Nutrition information per serving: 150 calories; 2 g fat; 18 g carbohydrate; 3 g fiber; 16 g protein.
All you need is:
1 pound extra lean or lean ground turkey
1 package quinoa, brown and red rice with flaxseed (about 2 cups cooked)
3 teaspoons ground cumin, divided
3 teaspoons chili powder, divided
3 teaspoons paprika, divided
1 teaspoon oregano, divided
1 red bell pepper, diced
1 yellow bell pepper, diced
1 small onion, diced
2 cloves garlic, minced
2 small tomatoes, seeded and chopped
1 lime, juiced, optional
kosher salt and ground black pepper, to taste
2 tablespoons cilantro, chopped, for garnish
All you do is:
Spray a large skillet with non-stick cooking spray and heat over medium-high heat.
Add ground turkey to skillet and season with salt and pepper.
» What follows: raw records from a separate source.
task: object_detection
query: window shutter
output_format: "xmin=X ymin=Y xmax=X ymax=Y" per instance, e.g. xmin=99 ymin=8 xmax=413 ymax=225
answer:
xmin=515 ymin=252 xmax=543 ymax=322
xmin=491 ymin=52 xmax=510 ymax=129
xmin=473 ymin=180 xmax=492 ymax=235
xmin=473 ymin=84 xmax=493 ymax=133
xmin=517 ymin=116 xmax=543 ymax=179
Brown, stirring occasionally.
While turkey browns, cook the quinoa, brown and red rice with flaxseed for 90 seconds in the microwave and according to package instructions.
When turkey is browned, add 2 teaspoons cumin, 2 teaspoons chili powder, 2 teaspoons paprika and 1/2 teaspoon oregano. Stir to combine.
Remove turkey from skillet and set aside on a plate.
Spray skillet with non-stick cooking spray and add the peppers and onion. Cook approximately 3 to 5 minutes until soft. Add garlic, tomatoes and the remaining seasonings. Stir and cook about 2 minutes or until all vegetables have softened.
Add the turkey and quinoa, brown and red rice with flaxseed blend to the vegetables.
Squeeze the lime over the mixture and stir all together. Season to taste with salt and pepper. Garnish with chopped cilantro and serve.